Within the plan the Government has stated it aims to implement a tax on takeaway containers, have plastic free aisles in Supermarkets, extend the 5p charge on plastic bags to smaller shops and implement a ban on all avoidable plastic waste in the UK by 2042. The current 5p charge on plastic bags started on 5th October 2015 and can be seen as a success with a reduction of over 80% of production on plastic bags in the UK. However large retailers in England sold 2.1 billion plastic bags from 7th April 2016 to 6th April 2017. And by 2015 6.3 billion tonnes of plastic waste had been generated globally with only 9% recycled and 80% going to landfill.
So clearly there is an issue of plastic waste in the UK, but the real issue is globally. We can only truly effect our waste domestically and set examples for the world that will hopefully follow suite. The banning of microbeads in rinse-off cosmetics and cleaning products in England that took effect on 9th January 2018, to be followed by a sales ban on 1st July 2018, is hopefully an initiative that other countries will rally behind.

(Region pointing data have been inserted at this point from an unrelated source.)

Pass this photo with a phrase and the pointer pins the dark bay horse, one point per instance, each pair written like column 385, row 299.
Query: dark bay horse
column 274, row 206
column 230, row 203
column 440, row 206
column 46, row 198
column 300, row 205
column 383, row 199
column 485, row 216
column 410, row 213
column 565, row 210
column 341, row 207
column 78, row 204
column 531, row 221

Louise Edge, senior oceans campaigner at Greenpeace UK, said that while initiatives like these were good, “more radical and comprehensive policies” were needed to tackle the plastic waste crisis;
“We need to see supermarkets making firm commitments to move away from using disposable plastic packaging altogether, starting with going plastic free in their own brands.”
Closer to home the government is also considering issuing fines to households whose rubbish ends up being dumped illegally by unauthorised disposal companies. This would give councils the power to directly fine individuals caught using unlicensed waste carriers, which will hopefully encourage homeowners to check that their waste is being disposed of legally when not using the relevant local authority. The aim is to stop or at a minimum deter fly-tippers and illegal waste sites, which have been a great cost to local councils and tax payers. In 2016-2017 councils in England dealt with more than 1 million incidents of fly tipping, costing tax payers £58 million, and more than 850 illegal dumping grounds were uncovered by the Environment Agency in 2017.

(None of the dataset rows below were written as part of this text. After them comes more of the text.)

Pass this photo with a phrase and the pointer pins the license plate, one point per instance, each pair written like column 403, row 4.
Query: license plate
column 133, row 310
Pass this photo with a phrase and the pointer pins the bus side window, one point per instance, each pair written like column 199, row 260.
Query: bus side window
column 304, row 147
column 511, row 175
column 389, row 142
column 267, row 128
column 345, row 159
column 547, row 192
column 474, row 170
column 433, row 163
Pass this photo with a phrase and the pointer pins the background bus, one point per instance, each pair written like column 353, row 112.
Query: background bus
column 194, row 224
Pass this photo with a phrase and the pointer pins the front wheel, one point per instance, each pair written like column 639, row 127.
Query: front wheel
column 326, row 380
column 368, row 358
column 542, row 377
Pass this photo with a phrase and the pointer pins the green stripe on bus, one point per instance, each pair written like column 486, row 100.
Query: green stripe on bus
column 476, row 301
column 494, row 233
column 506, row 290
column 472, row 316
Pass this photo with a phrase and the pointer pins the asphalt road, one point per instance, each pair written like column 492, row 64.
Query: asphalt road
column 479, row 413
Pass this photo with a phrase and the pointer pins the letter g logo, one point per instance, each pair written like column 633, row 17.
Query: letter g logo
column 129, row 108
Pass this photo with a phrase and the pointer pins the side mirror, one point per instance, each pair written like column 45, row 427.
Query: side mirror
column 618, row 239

So when you are next clearing out your garden or renovating rooms in your home do your research online and make sure that you are dealing with companies with a waste carrier’s licence and not the guy you met at the pub with a skip lorry. Although these changes are not yet law consider how your waste is changing the landscape you live in and that future generations will inherit. Ensure that you use council run household waste recycling centres and skip hire services from local authorised and licenced companies. That way you know that your waste is being recycled or disposed of in the correct environmentally friendly manner.

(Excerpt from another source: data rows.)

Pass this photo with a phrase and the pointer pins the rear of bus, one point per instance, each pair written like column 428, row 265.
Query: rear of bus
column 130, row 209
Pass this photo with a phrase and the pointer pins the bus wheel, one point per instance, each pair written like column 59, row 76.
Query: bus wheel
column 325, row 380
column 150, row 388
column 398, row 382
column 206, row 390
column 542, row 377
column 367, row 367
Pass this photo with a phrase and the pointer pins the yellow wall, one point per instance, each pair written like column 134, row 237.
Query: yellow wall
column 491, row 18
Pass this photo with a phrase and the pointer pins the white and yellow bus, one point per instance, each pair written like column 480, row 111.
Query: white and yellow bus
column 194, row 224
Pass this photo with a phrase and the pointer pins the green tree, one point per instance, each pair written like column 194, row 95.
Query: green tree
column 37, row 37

The fight to save our planet starts at home and doing the small things like using our recycling bins and taking our litter home with us when we are at the beach may just seem like a drop in the ocean. But with big players like Supermarket chain Iceland committing to eliminate or drastically reduce plastic packaging of all its own-label products by the end of 2023, we can hopefully start to make some waves.